Konya – 3rd October
Weather: Sunny. Temperature: High 27 degrees
A BRİEF HISTORY OF KONYA
Like so many of the towns and cities I have passed through during this pilgrimage, Konya has been ruled by many dynasties and empires: the Hittite and Lycian in the 6th century B.C., Persian in the 4th century B.C., Alexander the Great and the Macedonians, followed by the Romans. It was a province of Byzantium from the time of Constantine until the 10th century when it fell to the invasion of the Arab moslems. The first Turks to arrive were Seljuk Turks who ventured as far as Iznik which became the capital of the newly formed Sultanate of Rum. Iznik was retaken by Byzantium during the first crusade and Konya then became the capital of the Sultanate of Rum, and it remained so and flourished until the collapse of the Seljuk empire in 1308. It then became part of the Karamanid dynasty for the next 160 years.
Later in 1467, Konya became part of the Ottoman Empire until its demise at the end of the first world war. With a population of 2.2 million, It is now one of the most populated and important cities in the Turkish Republic.
THE SUFI TRAIL
Konya marked the end of the Sufi Trail that I had started in Istanbul. The Sufi Trail honours ancient Sufi traditions, and follows the old pilgrimage route to Jerusalem and Mecca. Inspired after completing the Camino pilgrimage in Spain, it was researched and created in 2015 by Iris Bezuijen and Sedat Cakir. It follows the route of a young Ney player, Nayzan Orhan Dede, who walked from Istanbul to Konya in 1925, after the dissolution of the Mevlevi Order.
The Sufi Mevlevi order was formed in 1273 by Sultan Walad after the death of his father, Jalal ad-Din Muhammed Rumi. Rumi, as he is known today, came to Konya with his family to escape the Mongal invasion of central Asia. In Konya he became a renowned scholar and in 1244 he met the Persian poet, Shams-e Tabrizi, whose influence, inspired and changed the thoughts and life of Rumi. The poetry and other writings of Rumi are revered throughout the world and his tomb in Konya became a place of pilgrimage.
MY TIME IN KONYA
After a really good night’s sleep in a very comfortable hotel I set off to meet Ali Biroğlu, who owns the artistic cafe called Nar-I-Aşk, to receive my Sufi Trail certificate which marks the end and completion of the Sufi Trail. It is a delightful cafe and there I spent a pleasant hour chatting to Ali and his family.

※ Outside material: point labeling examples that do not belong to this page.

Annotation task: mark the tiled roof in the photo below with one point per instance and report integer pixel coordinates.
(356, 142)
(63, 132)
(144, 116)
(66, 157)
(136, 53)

After my visit to meet Ali, I walked to the Mevlâna Museum, a complex which contains Rumi’s mausoleum. It is the site of pilgrimage for more than 1.5 million pilgrims and visitors each year. As I mentioned earlier, the mausoleum that holds the tomb of Rumi was constructed in the 13th century, much of the remainder of the complex was constructed during the Ottoman period, including the Sultan Selim Camii.
After entering the museum complex I walked though well kept gardens and passed through the Dervişan Kapısı (Gate of the Dervishes) and into a courtyard where I found the mausoleum. Entering the mausoleum through a large silver door which bears the inscription, ‘Those who enter here incomplete will come out perfect’, I found the tomb of Rumi together with those of his father and son. The mausoleum is beautiful and I felt a great sense of holiness as I walked through and passed the tombs.There is much to see within the complex and I spent most of the afternoon exploring.
After lunch I visited the historical Bedesten Bazaar with its roots in the Seljuk and Ottoman periods, it is a hub of commerce and hosts thousands of shops selling a range of services and products. On my return to the hotel I stopped To have my boots cleaned by a street shoe shiner, in Turkish they are known as “Ayakkabi boyacisi” and they all have these elaborately decorated containers which hold the brushes and polish etc. and these are known in Turkish as “boyacı sandığı”. This was the second time I have had my boots polished in Turkey and each time the polished boots are immaculate.
In the evening I walked into the city centre where I enjoyed supper and experienced for the first time Etliekmek a pizza-like dish which originated in Konya, it consists of a thin, crispy flatbread made with flour, sugar, salt, yeast, and oil, topped with ground beef and finely chopped onions, tomatoes, and peppers – for me it was an acquired taste.